In [None]:
from ragdoll.embeddings import get_embedding_model  
from ragdoll.vector_stores import get_vector_store
import os

# Get embedding model
embedding_model = get_embedding_model("text-embedding-ada-002")  # Updated model name format
print(f"Embedding model created: {embedding_model}")
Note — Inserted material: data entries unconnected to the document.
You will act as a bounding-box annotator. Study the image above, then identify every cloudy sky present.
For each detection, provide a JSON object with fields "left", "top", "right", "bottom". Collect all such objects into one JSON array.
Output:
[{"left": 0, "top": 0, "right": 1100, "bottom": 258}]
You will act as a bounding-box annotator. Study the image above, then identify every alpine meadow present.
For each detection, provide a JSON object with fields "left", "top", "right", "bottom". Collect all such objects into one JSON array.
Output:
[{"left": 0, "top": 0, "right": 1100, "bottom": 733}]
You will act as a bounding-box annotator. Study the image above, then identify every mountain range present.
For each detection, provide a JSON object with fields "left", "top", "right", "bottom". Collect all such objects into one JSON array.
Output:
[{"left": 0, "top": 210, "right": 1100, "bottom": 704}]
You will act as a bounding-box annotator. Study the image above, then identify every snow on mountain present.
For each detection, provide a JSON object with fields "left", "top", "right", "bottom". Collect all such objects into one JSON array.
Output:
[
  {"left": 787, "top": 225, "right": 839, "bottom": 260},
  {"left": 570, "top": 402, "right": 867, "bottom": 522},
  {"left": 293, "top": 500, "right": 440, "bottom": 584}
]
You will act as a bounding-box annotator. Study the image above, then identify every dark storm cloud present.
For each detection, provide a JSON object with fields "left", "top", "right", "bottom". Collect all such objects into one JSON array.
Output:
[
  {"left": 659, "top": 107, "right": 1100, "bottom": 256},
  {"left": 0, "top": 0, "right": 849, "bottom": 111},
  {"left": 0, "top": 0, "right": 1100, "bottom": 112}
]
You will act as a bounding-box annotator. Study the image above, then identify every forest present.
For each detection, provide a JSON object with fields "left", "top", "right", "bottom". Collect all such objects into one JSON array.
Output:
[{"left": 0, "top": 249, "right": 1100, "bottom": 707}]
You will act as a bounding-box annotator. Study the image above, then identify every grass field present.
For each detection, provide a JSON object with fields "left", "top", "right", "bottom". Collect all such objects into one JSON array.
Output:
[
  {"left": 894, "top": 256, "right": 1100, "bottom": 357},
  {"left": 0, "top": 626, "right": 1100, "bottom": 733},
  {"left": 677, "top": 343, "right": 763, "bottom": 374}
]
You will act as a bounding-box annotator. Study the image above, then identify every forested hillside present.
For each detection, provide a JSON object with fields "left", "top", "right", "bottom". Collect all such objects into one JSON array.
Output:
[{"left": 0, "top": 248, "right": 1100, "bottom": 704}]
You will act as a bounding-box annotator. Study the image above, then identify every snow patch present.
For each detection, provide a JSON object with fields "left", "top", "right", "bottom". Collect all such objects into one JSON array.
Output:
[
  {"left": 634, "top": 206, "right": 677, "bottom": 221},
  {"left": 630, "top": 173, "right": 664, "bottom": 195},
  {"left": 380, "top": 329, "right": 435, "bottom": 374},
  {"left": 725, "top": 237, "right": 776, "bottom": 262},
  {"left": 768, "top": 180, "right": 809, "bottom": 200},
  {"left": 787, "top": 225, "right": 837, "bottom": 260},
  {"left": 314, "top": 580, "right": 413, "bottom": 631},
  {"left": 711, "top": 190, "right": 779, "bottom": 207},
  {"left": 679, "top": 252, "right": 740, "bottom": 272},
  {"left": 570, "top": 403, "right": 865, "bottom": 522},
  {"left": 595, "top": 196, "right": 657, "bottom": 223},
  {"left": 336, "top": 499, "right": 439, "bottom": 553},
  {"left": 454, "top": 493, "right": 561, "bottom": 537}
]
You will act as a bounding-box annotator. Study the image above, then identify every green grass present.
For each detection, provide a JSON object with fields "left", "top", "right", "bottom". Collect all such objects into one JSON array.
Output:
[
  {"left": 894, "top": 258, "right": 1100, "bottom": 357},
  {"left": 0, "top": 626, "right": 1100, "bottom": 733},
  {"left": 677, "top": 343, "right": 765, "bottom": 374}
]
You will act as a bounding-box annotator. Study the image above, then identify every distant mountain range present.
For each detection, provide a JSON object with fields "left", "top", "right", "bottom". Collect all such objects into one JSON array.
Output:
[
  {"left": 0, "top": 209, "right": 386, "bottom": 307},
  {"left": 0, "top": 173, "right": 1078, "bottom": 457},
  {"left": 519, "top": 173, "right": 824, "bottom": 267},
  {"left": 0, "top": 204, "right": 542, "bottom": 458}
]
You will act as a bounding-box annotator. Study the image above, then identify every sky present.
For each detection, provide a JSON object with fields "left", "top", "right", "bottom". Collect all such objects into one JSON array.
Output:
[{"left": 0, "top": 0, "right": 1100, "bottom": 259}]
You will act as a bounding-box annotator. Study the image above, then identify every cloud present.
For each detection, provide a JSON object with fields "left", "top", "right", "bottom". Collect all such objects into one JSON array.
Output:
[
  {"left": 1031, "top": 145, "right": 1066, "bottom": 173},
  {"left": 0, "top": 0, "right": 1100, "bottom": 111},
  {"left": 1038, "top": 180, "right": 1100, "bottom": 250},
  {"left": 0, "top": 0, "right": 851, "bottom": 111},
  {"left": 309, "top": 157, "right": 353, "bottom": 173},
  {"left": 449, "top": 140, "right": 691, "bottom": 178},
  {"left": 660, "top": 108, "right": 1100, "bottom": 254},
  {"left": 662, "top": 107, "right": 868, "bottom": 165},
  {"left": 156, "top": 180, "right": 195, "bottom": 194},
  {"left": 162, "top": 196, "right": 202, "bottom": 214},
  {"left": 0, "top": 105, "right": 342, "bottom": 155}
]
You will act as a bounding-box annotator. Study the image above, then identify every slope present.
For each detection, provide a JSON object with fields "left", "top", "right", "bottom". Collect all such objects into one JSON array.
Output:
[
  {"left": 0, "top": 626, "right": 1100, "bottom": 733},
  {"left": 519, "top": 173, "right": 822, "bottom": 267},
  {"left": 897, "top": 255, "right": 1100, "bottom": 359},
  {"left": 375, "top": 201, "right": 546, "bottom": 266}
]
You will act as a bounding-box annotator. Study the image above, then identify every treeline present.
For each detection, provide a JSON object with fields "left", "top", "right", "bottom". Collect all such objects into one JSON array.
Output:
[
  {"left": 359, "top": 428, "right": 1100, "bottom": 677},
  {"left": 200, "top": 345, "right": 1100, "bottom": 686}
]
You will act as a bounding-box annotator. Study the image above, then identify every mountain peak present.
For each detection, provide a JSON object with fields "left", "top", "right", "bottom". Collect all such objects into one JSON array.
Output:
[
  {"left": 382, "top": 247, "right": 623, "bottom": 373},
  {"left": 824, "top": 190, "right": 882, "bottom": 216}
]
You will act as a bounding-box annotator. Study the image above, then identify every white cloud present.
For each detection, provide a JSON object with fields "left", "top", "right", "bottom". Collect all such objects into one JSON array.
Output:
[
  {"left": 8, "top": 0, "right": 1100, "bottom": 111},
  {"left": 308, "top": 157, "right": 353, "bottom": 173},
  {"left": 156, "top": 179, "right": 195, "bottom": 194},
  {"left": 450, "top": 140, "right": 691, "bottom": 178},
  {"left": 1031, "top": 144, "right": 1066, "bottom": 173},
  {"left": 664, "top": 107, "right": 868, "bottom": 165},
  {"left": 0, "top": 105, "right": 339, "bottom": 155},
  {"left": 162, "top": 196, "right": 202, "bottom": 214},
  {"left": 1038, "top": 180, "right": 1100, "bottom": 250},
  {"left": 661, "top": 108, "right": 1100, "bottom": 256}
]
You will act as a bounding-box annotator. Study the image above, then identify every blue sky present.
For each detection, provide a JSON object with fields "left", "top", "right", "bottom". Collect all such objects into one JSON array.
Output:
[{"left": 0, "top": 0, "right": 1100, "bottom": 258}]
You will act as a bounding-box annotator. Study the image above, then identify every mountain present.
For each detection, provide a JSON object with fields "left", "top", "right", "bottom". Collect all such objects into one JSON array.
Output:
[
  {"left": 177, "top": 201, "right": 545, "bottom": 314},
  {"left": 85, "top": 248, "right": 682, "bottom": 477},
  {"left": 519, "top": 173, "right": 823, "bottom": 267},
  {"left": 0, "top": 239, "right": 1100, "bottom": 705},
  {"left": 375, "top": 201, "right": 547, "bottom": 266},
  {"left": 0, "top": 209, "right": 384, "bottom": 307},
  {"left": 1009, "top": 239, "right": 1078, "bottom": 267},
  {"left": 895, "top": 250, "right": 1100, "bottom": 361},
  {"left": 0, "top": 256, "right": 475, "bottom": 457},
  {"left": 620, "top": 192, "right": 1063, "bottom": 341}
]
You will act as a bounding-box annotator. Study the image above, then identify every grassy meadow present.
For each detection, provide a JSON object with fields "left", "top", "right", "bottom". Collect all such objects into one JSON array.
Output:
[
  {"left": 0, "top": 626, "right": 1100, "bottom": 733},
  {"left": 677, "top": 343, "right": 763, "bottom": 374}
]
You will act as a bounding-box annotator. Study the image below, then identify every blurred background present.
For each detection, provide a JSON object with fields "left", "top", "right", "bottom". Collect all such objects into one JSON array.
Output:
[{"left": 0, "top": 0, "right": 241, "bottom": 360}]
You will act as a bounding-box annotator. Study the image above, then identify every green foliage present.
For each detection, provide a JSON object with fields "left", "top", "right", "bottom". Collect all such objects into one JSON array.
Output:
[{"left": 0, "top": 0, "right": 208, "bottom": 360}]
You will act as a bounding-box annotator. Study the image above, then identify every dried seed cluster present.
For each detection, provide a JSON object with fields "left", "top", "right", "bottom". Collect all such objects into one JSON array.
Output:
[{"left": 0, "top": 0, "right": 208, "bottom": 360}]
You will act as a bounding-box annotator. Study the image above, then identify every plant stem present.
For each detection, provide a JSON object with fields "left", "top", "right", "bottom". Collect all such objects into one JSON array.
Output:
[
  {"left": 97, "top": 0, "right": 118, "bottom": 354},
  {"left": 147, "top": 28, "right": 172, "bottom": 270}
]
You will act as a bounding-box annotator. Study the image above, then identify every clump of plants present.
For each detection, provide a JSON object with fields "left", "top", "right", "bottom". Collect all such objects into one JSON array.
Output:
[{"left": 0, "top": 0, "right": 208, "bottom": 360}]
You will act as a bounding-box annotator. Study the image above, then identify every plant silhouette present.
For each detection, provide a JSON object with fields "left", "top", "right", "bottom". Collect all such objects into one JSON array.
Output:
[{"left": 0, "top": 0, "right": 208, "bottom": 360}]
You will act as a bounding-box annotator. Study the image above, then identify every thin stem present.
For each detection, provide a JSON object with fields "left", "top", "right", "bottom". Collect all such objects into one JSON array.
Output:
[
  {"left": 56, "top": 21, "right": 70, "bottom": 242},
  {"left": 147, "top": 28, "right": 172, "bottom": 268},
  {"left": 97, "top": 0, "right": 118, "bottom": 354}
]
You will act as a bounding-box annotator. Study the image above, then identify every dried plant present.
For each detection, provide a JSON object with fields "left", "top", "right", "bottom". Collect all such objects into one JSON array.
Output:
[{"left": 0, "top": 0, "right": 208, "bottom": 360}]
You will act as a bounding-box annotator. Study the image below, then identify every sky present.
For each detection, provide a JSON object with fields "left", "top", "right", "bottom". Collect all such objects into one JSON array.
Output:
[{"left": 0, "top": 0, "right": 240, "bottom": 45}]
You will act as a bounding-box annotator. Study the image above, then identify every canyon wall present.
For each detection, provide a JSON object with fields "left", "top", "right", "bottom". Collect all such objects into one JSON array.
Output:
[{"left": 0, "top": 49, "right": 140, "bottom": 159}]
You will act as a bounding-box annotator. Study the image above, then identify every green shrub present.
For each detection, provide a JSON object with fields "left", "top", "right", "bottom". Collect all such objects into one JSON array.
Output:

# Create a FAISS vector store with documents
# For example purposes, let's create some simple test documents
from langchain_core.documents import Document
documents = [
    Document(page_content="This is a test document about AI"),
    Document(page_content="Vector databases store embeddings for semantic search"),
    Document(page_content="RAG systems combine retrieval with generation")
]

# Ensure the directory exists
persist_dir = "./data/vector_stores/my_faiss"
os.makedirs(persist_dir, exist_ok=True)

print(f"Creating vector store...")
vector_store = get_vector_store(
    store_type="faiss", 
    embedding_model=embedding_model,
    documents=documents,
    persist_directory=persist_dir
)

print(f"Vector store created: {vector_store}")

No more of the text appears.